Each computer is pre-programmed with a set of instructions that it can recognize to be stored in a computer called an instruction set. The set of instructions that each company sets out from the factory may be different, so specific programs need to be written for specific computers.

Just like the above, 3 different computers may need to write 3 sets of programs.

The same thing needs to be done 3 times, if there are several computers may have more times, hemp is not troublesome? I feel it.

Can the hardware level cross the platform?

The answer is yes, the best examples are AMD and Intel.

Since the problem above is due to the different sets of instructions created by various computer vendors, the unification of the instruction set can solve the cross-platform problem on the hardware level.

So AMD and Intel now uniformly support the x86 instruction set (64-bit called x64). This only requires writing programs for a specific set of instructions. This solves the hardware-level cross-platform.

In fact, hardware-level cross-platform is not what we should worry about, only the operating system is directly running on the hardware.

We are writing applications, applications are running on the operating system, so the system-level cross-platform is what we focus on.

Hardware-level cross-platform has been resolved, how the system level out of the cross-platform problem?

We take Windows, Linux, and Mac as an example

Windows Linux and Macs can control AMD and Intel CPUs through the X86 instruction set

So what's the problem with the app that we're writing running on these 3 systems?

Here we use the C language to illustrate the following

There is a phrase called "write once, compile everywhere", that is, C language, such as compiled language.

This means that you only need to write a C-language source file and then compile it on a different operating system once to use it.

If you just compile it, it's easy.

Can this idea be realized?

Theoretically, yes.

Why is it theoretically?

If you are programming using the API interfaces provided in the C standard library, "write once, compile everywhere" is completely achievable.

But the C standard library implementation of the interface is too little, not enough!

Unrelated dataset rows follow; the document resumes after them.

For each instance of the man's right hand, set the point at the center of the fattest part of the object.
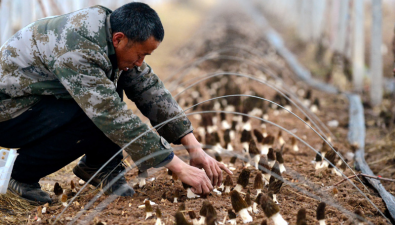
(190, 175)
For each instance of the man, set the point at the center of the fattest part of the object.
(61, 86)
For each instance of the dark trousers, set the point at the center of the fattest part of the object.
(52, 134)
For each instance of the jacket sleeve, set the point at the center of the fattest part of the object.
(82, 73)
(143, 86)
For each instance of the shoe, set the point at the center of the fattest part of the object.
(105, 176)
(30, 192)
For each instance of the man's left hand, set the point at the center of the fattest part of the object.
(201, 159)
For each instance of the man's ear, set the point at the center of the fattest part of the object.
(117, 38)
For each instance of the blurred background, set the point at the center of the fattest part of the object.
(352, 37)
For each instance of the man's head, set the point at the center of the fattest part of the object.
(136, 32)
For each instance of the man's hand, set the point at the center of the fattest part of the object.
(200, 159)
(190, 175)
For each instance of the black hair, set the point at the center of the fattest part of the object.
(138, 22)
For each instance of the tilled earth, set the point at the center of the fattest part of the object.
(222, 31)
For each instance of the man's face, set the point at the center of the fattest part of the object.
(130, 54)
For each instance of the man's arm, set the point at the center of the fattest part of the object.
(82, 74)
(148, 92)
(144, 87)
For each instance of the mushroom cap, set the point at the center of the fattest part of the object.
(258, 182)
(258, 135)
(301, 217)
(238, 202)
(231, 214)
(253, 149)
(180, 219)
(244, 177)
(279, 157)
(321, 211)
(57, 189)
(268, 206)
(271, 155)
(228, 181)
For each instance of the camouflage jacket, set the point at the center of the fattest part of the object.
(72, 56)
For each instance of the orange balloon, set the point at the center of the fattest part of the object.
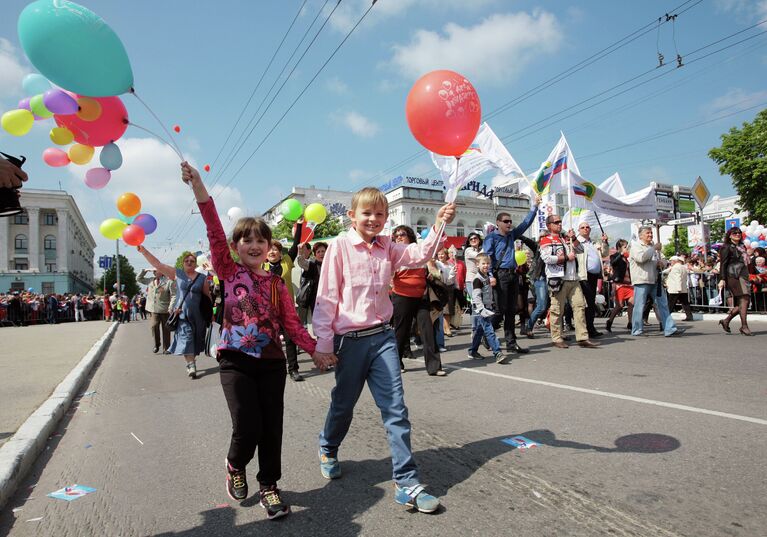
(129, 204)
(443, 112)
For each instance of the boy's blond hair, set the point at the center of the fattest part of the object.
(370, 197)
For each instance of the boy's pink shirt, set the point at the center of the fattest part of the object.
(353, 292)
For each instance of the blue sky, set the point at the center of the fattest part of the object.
(196, 64)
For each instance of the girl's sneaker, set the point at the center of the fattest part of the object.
(415, 497)
(271, 501)
(236, 483)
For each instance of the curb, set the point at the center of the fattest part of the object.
(19, 453)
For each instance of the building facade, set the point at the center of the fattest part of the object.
(48, 247)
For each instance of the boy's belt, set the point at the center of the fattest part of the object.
(373, 330)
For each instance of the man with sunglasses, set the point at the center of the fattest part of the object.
(499, 245)
(561, 257)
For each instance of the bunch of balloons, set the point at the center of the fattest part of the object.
(314, 215)
(755, 235)
(131, 227)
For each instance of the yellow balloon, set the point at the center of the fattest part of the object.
(61, 136)
(112, 228)
(81, 154)
(18, 122)
(90, 109)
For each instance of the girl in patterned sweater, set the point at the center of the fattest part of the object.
(257, 306)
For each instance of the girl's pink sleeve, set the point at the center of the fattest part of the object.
(221, 257)
(290, 321)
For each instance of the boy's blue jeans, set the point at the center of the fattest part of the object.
(483, 327)
(372, 359)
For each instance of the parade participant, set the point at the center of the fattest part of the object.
(594, 254)
(281, 265)
(351, 321)
(257, 307)
(160, 297)
(189, 337)
(621, 278)
(645, 260)
(499, 245)
(559, 254)
(676, 286)
(410, 301)
(733, 274)
(483, 309)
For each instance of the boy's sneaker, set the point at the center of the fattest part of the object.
(329, 467)
(415, 497)
(236, 483)
(271, 501)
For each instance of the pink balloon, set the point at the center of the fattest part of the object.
(55, 157)
(108, 127)
(97, 178)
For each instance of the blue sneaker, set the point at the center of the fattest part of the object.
(329, 467)
(415, 497)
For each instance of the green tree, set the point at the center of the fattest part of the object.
(127, 278)
(670, 248)
(742, 157)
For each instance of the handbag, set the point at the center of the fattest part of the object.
(175, 315)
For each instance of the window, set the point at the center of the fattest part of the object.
(20, 243)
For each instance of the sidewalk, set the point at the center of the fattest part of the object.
(43, 369)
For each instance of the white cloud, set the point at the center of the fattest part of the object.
(735, 98)
(358, 124)
(337, 86)
(350, 11)
(12, 70)
(494, 51)
(150, 170)
(747, 10)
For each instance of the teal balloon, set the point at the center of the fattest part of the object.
(111, 157)
(34, 83)
(74, 48)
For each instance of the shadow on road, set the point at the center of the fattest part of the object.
(333, 509)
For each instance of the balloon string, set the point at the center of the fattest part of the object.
(163, 140)
(170, 136)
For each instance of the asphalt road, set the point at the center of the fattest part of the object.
(642, 437)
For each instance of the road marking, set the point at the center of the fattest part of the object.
(615, 395)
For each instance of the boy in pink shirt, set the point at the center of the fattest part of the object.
(351, 322)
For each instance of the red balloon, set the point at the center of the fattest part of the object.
(107, 128)
(307, 233)
(443, 112)
(134, 235)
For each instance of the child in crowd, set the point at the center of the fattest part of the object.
(351, 322)
(483, 310)
(257, 306)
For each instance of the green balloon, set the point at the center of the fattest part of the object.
(291, 209)
(38, 107)
(112, 228)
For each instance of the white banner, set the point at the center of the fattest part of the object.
(486, 153)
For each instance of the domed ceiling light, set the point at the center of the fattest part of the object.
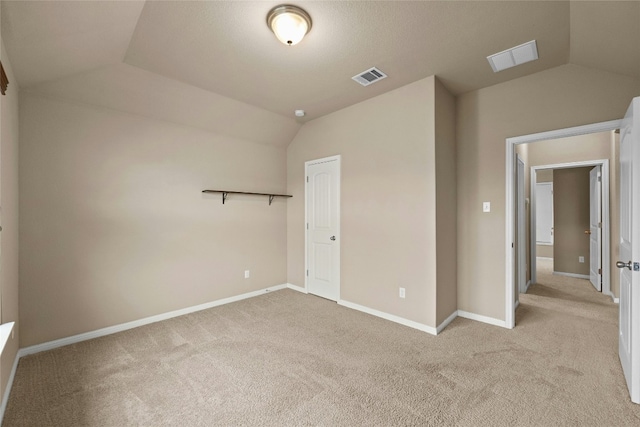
(289, 23)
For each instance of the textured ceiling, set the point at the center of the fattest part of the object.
(225, 47)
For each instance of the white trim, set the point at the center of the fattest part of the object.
(7, 390)
(564, 133)
(141, 322)
(481, 318)
(509, 202)
(297, 288)
(336, 158)
(5, 332)
(577, 276)
(446, 322)
(393, 318)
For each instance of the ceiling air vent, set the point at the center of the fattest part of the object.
(515, 56)
(372, 75)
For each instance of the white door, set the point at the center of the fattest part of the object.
(323, 227)
(521, 253)
(544, 213)
(629, 263)
(595, 227)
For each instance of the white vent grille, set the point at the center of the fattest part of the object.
(515, 56)
(372, 75)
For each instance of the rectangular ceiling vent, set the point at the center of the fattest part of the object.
(372, 75)
(515, 56)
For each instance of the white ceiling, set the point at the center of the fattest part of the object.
(225, 47)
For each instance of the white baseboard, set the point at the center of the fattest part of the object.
(7, 390)
(397, 319)
(446, 322)
(141, 322)
(483, 319)
(297, 288)
(577, 276)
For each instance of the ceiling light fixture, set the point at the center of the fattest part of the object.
(289, 23)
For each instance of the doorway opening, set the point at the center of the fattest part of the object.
(511, 194)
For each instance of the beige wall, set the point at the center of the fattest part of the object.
(544, 251)
(389, 198)
(544, 175)
(446, 201)
(558, 98)
(571, 219)
(9, 217)
(114, 226)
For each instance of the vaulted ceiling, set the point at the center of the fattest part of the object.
(225, 47)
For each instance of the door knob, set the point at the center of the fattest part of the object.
(621, 264)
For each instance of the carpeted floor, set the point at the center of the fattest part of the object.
(288, 359)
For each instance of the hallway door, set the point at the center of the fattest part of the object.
(629, 262)
(323, 227)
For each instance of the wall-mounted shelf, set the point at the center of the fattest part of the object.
(225, 193)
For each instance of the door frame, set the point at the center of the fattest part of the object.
(337, 158)
(521, 251)
(606, 219)
(510, 202)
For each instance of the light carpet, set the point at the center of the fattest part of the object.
(289, 359)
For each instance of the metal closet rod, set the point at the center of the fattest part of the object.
(225, 193)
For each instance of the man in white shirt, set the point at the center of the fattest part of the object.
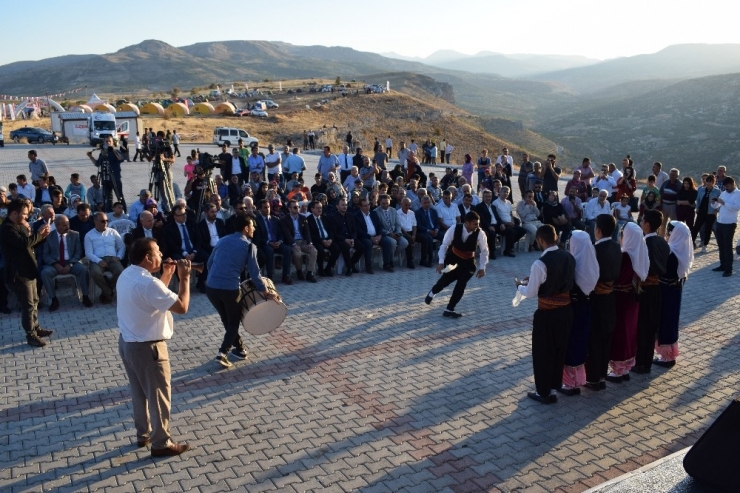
(596, 208)
(449, 214)
(104, 248)
(145, 323)
(727, 205)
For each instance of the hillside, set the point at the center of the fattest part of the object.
(692, 125)
(675, 62)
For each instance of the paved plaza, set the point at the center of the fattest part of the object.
(362, 388)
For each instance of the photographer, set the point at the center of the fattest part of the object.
(160, 151)
(108, 163)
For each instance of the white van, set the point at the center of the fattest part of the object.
(230, 136)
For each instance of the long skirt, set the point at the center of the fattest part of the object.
(666, 344)
(624, 340)
(574, 370)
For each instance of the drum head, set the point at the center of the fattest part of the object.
(264, 317)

In this way, each operating system manufacturer has expanded its own system class library.

For example, under Windows MFC (Microsoft Basic Class Library) you write programs under Windows to invoke the interface under MFC, compile and run is no problem. But it will compile under Linux, because the compiler cannot find an interface for MFC. That code doesn't work on Linux.

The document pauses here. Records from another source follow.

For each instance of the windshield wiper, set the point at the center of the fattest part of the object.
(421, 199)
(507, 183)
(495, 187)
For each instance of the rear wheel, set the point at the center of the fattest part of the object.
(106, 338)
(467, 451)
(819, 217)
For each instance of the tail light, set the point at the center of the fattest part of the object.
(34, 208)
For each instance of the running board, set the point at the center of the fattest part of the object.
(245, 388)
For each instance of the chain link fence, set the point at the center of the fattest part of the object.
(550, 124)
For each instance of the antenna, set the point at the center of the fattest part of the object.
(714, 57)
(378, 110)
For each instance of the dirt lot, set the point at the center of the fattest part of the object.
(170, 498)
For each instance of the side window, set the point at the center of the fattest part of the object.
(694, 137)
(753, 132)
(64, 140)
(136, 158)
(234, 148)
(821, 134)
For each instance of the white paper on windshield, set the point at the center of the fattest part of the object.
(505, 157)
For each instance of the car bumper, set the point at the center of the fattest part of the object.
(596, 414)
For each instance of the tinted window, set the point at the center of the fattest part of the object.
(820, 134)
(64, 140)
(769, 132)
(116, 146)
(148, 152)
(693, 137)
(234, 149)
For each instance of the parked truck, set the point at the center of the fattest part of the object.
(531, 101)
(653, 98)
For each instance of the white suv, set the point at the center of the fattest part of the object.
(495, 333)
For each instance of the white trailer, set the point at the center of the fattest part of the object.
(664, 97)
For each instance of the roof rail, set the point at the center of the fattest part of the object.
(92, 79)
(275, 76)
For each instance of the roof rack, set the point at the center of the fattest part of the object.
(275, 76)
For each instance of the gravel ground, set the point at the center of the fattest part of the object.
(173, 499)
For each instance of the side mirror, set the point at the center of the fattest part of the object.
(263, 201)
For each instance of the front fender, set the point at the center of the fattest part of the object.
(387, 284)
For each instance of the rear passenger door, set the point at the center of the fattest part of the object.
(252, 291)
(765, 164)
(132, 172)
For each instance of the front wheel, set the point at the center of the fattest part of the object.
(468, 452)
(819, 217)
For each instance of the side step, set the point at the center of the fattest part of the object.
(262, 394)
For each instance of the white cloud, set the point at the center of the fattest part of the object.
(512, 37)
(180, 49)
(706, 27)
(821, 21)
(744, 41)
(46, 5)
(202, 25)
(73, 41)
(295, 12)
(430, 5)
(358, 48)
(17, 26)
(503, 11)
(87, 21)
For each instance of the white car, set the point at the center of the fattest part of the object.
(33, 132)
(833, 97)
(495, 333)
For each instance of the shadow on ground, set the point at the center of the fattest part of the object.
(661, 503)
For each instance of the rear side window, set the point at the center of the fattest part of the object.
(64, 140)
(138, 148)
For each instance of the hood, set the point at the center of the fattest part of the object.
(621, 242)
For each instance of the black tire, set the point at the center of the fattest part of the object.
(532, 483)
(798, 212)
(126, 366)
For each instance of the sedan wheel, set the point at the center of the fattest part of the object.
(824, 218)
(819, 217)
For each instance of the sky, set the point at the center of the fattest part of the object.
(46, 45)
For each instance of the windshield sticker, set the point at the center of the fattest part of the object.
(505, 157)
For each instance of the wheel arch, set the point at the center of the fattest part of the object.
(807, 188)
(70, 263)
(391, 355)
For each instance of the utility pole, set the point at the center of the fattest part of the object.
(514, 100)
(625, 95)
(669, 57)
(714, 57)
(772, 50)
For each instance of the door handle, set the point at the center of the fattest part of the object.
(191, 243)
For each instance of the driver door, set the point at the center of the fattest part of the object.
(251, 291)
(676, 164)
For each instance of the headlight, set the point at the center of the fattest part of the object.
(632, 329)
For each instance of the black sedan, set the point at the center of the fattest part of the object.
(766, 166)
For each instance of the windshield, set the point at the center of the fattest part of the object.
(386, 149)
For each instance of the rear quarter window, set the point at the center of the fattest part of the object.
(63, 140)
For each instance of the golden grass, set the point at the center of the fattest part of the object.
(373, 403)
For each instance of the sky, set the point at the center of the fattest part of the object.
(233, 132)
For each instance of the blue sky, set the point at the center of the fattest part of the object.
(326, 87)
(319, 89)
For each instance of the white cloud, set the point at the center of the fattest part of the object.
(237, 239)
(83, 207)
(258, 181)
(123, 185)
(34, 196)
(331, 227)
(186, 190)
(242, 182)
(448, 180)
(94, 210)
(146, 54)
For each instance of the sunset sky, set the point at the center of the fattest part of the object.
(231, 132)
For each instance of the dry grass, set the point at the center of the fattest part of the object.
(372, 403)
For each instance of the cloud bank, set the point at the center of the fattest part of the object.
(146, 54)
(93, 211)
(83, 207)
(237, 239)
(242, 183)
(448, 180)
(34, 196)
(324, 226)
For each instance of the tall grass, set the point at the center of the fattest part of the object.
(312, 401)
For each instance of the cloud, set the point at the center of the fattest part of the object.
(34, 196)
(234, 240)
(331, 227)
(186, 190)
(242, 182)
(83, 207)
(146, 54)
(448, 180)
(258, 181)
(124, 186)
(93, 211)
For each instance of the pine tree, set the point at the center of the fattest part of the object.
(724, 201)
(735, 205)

This results in the problem of cross-platform of computer language. In essence, it is not the language that cannot cross the platform, but the system libraries that are used in the language writing process.

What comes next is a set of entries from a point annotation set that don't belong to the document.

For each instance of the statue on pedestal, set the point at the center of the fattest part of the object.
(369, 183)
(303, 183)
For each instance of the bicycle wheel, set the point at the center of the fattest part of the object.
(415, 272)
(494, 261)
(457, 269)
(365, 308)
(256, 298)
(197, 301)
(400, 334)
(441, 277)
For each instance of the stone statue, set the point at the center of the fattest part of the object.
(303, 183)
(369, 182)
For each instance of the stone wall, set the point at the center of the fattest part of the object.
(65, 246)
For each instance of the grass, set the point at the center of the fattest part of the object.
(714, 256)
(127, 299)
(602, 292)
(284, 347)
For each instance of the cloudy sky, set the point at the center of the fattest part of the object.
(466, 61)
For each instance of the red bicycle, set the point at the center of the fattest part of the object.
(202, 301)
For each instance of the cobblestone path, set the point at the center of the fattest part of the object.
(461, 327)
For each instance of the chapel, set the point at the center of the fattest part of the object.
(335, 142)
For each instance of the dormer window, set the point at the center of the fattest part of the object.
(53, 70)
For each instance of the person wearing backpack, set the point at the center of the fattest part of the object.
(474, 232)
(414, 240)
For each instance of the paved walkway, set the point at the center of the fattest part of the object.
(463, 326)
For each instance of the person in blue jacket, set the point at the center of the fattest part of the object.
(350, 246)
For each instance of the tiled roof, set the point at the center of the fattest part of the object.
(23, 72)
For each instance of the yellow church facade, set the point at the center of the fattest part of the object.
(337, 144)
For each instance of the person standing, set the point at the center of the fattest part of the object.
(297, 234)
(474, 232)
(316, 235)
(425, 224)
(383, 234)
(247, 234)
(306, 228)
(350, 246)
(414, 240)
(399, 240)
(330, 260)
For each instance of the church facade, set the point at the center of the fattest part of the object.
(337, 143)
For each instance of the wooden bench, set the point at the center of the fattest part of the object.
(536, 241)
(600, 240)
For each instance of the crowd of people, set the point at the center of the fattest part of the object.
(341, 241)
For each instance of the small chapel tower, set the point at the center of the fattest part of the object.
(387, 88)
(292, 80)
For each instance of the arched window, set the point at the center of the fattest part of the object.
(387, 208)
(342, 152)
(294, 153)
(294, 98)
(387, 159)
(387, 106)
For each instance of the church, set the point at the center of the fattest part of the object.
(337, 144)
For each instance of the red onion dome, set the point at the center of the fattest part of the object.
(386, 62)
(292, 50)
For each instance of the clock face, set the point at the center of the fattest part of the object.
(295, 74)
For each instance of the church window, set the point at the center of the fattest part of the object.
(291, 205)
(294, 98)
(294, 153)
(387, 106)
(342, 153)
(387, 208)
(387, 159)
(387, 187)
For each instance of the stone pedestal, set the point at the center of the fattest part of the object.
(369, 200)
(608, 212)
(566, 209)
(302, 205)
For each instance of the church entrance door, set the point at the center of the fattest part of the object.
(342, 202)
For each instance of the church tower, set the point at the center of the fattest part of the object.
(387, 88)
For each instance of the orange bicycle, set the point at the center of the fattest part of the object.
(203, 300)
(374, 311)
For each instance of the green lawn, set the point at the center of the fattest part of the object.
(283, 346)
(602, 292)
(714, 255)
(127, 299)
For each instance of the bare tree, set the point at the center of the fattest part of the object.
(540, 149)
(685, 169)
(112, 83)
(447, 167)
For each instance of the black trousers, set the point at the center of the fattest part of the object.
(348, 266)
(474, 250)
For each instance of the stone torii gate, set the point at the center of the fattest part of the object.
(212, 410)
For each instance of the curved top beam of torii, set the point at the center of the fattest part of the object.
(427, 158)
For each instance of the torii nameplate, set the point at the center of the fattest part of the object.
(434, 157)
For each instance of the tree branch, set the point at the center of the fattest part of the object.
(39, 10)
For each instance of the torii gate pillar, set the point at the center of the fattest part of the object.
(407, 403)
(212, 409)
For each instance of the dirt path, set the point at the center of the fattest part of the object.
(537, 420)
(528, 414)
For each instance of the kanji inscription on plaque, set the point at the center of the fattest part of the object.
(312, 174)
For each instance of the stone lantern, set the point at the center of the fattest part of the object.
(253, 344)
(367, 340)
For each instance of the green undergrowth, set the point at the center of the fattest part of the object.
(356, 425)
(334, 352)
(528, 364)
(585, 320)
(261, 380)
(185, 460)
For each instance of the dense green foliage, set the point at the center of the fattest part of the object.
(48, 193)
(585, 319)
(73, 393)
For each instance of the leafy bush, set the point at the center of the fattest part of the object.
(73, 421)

Can't the C language boast the platform? Can study the next QT

Next, let's talk about how Java solves this problem and implements cross-platform.

We can see the Java writing process:

Start by writing a Java source file, using a Java compiler to generate a bytecode file with the suffix. class, which is not associated with a particular operating system, and is then interpreted by the JVM for execution.

So Java is also called interpreted language.

Java's cross-platform focus is on the JVM, because the. class bytecode file does not need to be interpreted for specific operating system related needs.

Then you can execute the Java program as long as you can explain the execution of the. class file.

So once Sun company developed different JVMs on different operating systems to explain the execution of Java programs. This enables the Java cross-platform.

Thus the Java language is cross-platform, but the JVM is not cross-platform.

Is it just that Java is a cross-platform?

PHP, Python, Ruby, Perl and so on are all smiling and not words.